In the 2010s, the Softboy exploded. Men seemingly realized that openly brusque behavior and using people purely for sex wasn’t working anymore, and instead opted for gentler tactics. They identified the value of using emotions as a tool to lure people in, and in using un-firm language to make themselves seem less confident and perhaps more in need of attention and validation. In 2015, the definitive essay on Softboydom was published in Medium’s Human Parts: “The Fuckboy is perplexed that you were upset when he forgot to text you for three days then sent ‘what are you up to’ at last call. The Softboy knows this behavior is selfish and cruel, though his desire to get laid can trump this. He feels shame. He does it again.” The phrase slipped into mainstream culture, and Softboys were suddenly not just on screen, but in our DMs, our Tinder inboxes, our texts, on our dates… There are so many types of Softboys that we’ve since had to divide them into subcategories, a genus-species situation for human dudes.
The inevitable backlash hit in the latter half of the decade. The explosive reaction to Kristen Roupenian’s “Cat Person” in the New Yorker revealed how common this troubling, middling type of dude was. “The whole time, he was stroking her hair and trailing light kisses down her shoulder, as if he’d forgotten that ten minutes ago he’d thrown her around as if they were in a porno and growled, ‘I always wanted to fuck a girl with nice tits’ in her ear,” Roupenian wrote. “Then, out of nowhere, he started talking about his feelings for her.” Had we all been dating this guy, maybe after matching with him on an app?
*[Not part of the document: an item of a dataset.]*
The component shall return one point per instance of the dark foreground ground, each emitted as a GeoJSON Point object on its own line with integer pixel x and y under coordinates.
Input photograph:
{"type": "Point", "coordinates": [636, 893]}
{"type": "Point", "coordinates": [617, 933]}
Reading the 2009 OKCupid suggestion to hem and haw now, with fresh 2019 eyes—eyes that are familiar with the conceit of the Softboy, the Cat Person guy, the male feminist wolf in sheep’s clothing, and all the other bad-man species identified in the past decade—sounds blaring alarms. “Hemming and hawing” is now not quite a red, but certainly red ish, flag online; a bumbling, unconfident-seeming man isn’t necessarily a good one.
It’s hard to imagine a Softboy existing in the wild in 2020; the type has been so thoroughly excavated, no one could reasonably be one (and get away with it) in the new decade. If anyone used the “self-effacement” tip from the 2009 OkCupid post now, they’d almost certainly be identified as a certain “type,” and not necessarily a good or successful one. The sort of message the OkCupid tip advises sending—“sorry if this is awkward but you seem kinda cute, maybe we should get a drink sometime?”—would send shivers down the educated, 2019 spine. That sort of “aw shucks” equivocating made sense in the years immediately after everyone learned about pickup artistry, but now it’s a gimmick that everyone sees directly through. Maybe (definitely) there are new ones on the horizon that haven’t yet been excavated and thoroughly exposed online. The “best” way to approach a potential date is always cycling, but the desire to hide intention behind pleasing language is evergreen.